Nothing against a whole roast chicken, although as Katie Workman explains above, roasting these here chicken parts is slightly quicker and, arguably, a little easier. In addition being dinner on the double, it’s also eminently customizable, enabling you to draw on any–or all–of these spice rubs, even going so far as to reach for each family member’s favorite for their portion. Dinner on the triple, actually. Seeing as how the rubs keep almost indefinitely, you may as well mix up a big batch of each and keep them within weeknight reach.

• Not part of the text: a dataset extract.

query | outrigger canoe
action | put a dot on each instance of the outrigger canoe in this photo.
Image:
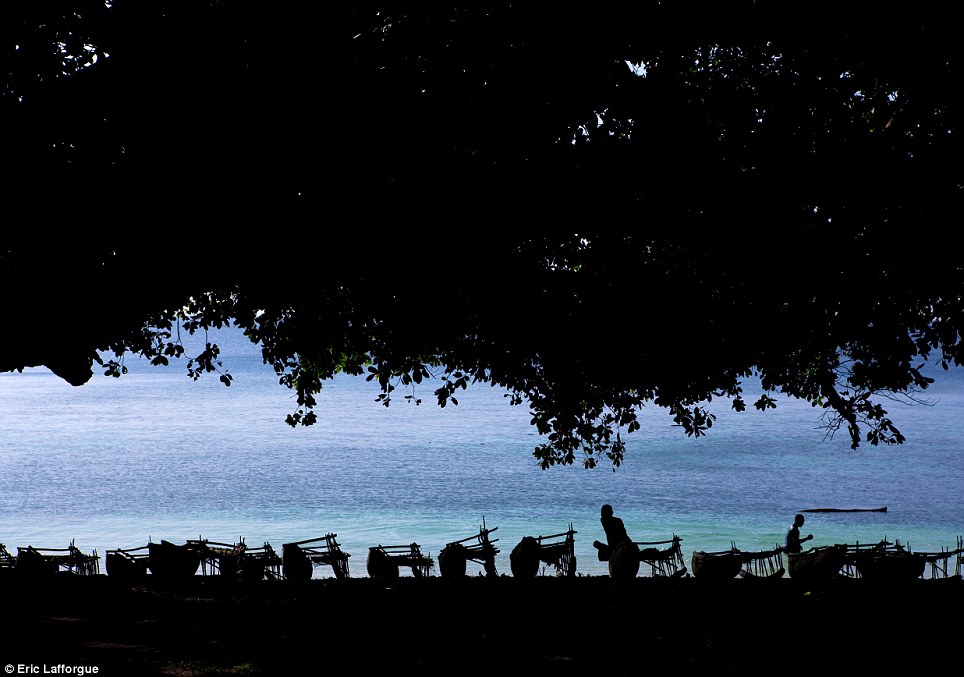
(722, 565)
(817, 565)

Spiced Roast Chicken Recipe

  • Quick Glance
  • 15 M
  • 1 H
  • Serves 4


  • For the spiced Cajun rub
  • 1 teaspoon garlic powder
  • 2 teaspoons onion powder
  • 2 teaspoons dried thyme
  • 2 teaspoons dried oregano (optional)
  • 2 teaspoons sweet paprika
  • 1/4 teaspoon cayenne pepper
  • 1 teaspoon kosher or coarse salt
  • 1/4 teaspoon freshly ground black pepper
  • For the warm spice rub
  • 2 tablespoons sweet paprika
  • 2 teaspoons ground ginger
  • 2 teaspoons ground cinnamon
  • 1 teaspoon kosher or coarse salt
  • 1/4 teaspoon cayenne pepper
  • For the spiced curry rub
  • 4 teaspoons curry powder
  • 4 teaspoons chili powder
  • 1 teaspoon ground cumin
  • 1 teaspoon ground allspice
  • 1 teaspoon ground cinnamon
  • 1/2 teaspoon kosher or coarse salt
  • For the chicken
  • 1 whole (about 4 pounds) chicken, cut into 8 pieces, or about 4 pounds skin-on, bone-in chicken parts
  • 2 tablespoons olive oil, plus more for the baking sheet (optional)
  • Coarse salt and freshly ground black pepper (optional)


  • Make a rub
  • 1. Combine all the ingredients for the rub of your choice in a small bowl.
  • Make the chicken
  • 2. Preheat the oven to 425°F (218°C) and adjust the oven rack to the lower third of the oven. Lightly coat a large rimmed baking sheet with olive oil.
  • 3. Place the chicken in a large bowl, drizzle with the olive oil, and rub each piece, using your hands to ensure each piece is coated evenly. Sprinkle the chicken with the salt and pepper, if desired, or a rub and again rub with your hands to coat each piece evenly. (You can cover and refrigerate the chicken pieces for up to 24 hours.) Arrange the chicken pieces on the baking sheet, skin side up, spacing them an inch or so apart.
  • 4. Roast the chicken until cooked through and the juices run clear when you cut into a piece with the tip of a sharp knife, 35 to 50 minutes, depending on the thickness of the pieces. Dark meat will take longer to cook than white meat. If you want to test the chicken for doneness using an instant-read thermometer, an internal temperature of 165°F (74°C) for both chicken breasts and dark meat is recommended. Remember, though, that the chicken will continue to cook slightly more after it is removed from the oven, particularly if it sits on the baking sheet. If the skin needs more crisping to be to your liking, simply run the chicken under the broiler for a few minutes. Let the chicken rest for at least 5 minutes before serving so the juices can regroup. The chicken is quite nice whether served hot, warm, or cold.